The right side of the PnP Continuum is the process version of systems. The process takes inputs, runs predefined routines that are invoked by those inputs, and produces an output or outputs. With processes, the routines will always produce the results that we desire. In a similar fashion, System 1 operates automatically and quickly, with little or no effort and no sense of voluntary control. However, unlike processes, System 1 does not claim that the outcome will produce the results that we want. The claim is that System 1 is fast and simply based on past experiences that we have had.
Process and System 1 thinking are fairly automatic. We take in inputs that trigger taking specific actions. We have predetermined that these actions, given the inputs we have received, will, in the worst case, accomplish our goals and, in the best case, accomplish our goals using fewer physical resources than any alternative action.

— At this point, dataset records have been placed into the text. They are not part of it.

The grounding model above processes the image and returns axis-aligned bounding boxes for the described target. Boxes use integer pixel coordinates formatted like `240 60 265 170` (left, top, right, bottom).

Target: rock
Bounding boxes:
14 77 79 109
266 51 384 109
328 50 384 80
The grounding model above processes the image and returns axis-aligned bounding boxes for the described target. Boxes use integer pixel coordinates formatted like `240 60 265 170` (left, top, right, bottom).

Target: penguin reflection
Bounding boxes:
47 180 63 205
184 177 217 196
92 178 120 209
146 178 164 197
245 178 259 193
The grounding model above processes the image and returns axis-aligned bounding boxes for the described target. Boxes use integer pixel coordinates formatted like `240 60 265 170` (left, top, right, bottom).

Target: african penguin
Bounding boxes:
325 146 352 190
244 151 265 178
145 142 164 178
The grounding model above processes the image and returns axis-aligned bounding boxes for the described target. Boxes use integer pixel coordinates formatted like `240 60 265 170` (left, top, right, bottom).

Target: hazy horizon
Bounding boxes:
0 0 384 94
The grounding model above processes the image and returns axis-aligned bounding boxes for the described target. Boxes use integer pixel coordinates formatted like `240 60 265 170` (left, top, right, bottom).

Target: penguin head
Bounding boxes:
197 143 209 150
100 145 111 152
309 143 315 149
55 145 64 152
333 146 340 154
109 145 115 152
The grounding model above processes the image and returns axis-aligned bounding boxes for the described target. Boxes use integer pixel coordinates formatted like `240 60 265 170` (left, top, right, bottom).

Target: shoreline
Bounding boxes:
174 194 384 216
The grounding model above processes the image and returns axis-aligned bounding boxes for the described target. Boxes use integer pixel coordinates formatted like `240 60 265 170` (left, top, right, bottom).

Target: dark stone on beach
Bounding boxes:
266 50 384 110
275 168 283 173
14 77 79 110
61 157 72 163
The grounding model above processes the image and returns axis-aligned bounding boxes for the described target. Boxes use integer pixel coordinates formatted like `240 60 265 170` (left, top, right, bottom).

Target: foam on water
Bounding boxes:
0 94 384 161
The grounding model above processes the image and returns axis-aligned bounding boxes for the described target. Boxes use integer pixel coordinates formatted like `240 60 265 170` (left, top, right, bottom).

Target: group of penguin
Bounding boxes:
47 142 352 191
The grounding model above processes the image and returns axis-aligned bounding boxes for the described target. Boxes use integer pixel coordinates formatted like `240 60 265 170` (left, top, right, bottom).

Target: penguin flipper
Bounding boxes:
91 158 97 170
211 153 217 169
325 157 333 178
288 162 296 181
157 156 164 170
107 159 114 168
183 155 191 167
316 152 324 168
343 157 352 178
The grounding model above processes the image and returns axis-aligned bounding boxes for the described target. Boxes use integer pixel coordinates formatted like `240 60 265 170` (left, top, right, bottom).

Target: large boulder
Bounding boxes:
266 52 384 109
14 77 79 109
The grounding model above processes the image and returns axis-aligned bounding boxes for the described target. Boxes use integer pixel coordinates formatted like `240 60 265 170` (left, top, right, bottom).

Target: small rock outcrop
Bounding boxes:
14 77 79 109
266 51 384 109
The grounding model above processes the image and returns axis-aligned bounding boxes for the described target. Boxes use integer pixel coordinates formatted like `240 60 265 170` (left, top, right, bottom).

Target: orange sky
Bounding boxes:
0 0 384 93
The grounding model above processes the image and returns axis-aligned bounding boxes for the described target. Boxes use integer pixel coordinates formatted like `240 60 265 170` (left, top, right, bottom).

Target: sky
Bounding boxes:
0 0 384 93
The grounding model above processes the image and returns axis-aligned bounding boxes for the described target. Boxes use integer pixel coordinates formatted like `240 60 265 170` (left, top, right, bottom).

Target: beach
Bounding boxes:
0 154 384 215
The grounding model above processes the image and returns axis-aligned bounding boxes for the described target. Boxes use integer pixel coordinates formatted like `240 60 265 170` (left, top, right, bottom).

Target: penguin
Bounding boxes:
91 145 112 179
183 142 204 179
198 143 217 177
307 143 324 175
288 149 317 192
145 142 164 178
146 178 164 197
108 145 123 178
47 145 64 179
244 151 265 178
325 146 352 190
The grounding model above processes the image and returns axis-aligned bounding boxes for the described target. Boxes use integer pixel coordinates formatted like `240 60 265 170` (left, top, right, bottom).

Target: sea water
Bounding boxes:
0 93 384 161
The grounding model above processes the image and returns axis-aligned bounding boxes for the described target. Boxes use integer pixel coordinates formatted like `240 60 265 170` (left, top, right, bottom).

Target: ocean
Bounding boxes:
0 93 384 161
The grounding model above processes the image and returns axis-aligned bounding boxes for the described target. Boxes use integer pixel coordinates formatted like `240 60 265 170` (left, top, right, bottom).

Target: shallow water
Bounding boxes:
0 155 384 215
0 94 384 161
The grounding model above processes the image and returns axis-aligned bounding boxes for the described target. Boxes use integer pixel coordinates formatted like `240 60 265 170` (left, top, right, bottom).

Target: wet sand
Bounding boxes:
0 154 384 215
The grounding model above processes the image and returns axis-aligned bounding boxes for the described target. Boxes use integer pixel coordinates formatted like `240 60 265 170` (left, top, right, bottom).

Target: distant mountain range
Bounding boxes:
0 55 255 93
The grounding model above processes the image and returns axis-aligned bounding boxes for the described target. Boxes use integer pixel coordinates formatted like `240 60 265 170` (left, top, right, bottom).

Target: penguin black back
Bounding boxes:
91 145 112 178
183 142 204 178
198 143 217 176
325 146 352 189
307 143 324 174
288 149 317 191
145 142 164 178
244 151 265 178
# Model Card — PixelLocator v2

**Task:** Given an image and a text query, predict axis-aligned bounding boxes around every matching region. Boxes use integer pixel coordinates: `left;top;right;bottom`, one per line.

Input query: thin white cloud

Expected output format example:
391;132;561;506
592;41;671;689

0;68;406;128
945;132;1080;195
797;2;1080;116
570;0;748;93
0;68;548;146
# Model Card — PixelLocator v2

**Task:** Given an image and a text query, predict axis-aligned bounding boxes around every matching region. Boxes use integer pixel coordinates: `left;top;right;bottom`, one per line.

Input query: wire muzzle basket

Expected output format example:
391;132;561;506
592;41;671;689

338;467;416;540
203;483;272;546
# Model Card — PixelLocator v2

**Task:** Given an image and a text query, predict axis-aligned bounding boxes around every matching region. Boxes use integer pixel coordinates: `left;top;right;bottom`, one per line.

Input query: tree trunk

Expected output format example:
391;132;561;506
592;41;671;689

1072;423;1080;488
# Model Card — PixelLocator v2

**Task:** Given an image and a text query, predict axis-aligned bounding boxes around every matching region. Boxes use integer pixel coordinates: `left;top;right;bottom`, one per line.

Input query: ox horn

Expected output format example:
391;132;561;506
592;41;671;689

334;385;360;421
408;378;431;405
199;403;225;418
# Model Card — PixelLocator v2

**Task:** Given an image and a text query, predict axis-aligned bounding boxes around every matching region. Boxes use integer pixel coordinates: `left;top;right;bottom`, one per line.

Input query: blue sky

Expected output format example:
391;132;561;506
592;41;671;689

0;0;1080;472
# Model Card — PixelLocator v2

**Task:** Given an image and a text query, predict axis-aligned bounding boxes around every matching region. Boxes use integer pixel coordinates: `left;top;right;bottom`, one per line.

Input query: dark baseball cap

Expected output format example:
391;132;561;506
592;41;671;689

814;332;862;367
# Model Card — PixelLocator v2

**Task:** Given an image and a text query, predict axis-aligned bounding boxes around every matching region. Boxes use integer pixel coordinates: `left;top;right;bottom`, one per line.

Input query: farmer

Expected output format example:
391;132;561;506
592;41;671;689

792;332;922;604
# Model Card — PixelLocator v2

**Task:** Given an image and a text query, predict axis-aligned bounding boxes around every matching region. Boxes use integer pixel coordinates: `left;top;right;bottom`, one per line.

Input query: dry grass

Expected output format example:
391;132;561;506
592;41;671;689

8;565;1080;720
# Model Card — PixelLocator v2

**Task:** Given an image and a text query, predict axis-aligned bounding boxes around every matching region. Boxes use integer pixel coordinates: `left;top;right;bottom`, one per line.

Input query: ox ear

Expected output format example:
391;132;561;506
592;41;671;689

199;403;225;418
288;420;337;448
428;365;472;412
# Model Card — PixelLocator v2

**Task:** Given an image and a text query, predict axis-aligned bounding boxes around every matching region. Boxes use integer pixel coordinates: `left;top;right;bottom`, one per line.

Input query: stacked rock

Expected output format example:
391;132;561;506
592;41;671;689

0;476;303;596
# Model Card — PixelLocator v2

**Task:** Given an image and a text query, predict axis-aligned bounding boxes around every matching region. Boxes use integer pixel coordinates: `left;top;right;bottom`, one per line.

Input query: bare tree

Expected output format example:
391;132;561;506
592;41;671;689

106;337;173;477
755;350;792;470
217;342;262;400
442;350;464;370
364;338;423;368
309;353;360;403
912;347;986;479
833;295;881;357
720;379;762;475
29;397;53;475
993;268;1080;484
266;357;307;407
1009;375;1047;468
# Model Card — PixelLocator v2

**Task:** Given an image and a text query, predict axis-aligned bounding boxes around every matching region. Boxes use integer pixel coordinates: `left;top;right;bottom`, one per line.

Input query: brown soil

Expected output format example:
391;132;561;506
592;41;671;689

The left side of the PnP Continuum is practice. It is presented with inputs and needs to determine the appropriate routines to perform in order to obtain the desired outputs. Similarly, System 2 seeks to explain why and how we need to make some decisions more slowly as compared to System 1 thinking. System 2 allocates attention to the effortful mental activities that demand it, including complex computations: “The operations of System 2 are often associated with the subjective experience of agency, choice, and concentration” [
18].
Practice and System 2 thinking is deliberate and more time consuming. We receive inputs. However, while this may be associated with actions, we do not immediately select an action. We want to examine the inputs, think about alternatives and options, and run predictions of outcomes. We select the routines and operations that will best meet the outcomes we desire. For Practice and System 2 thinking, we practice conscious voluntary control.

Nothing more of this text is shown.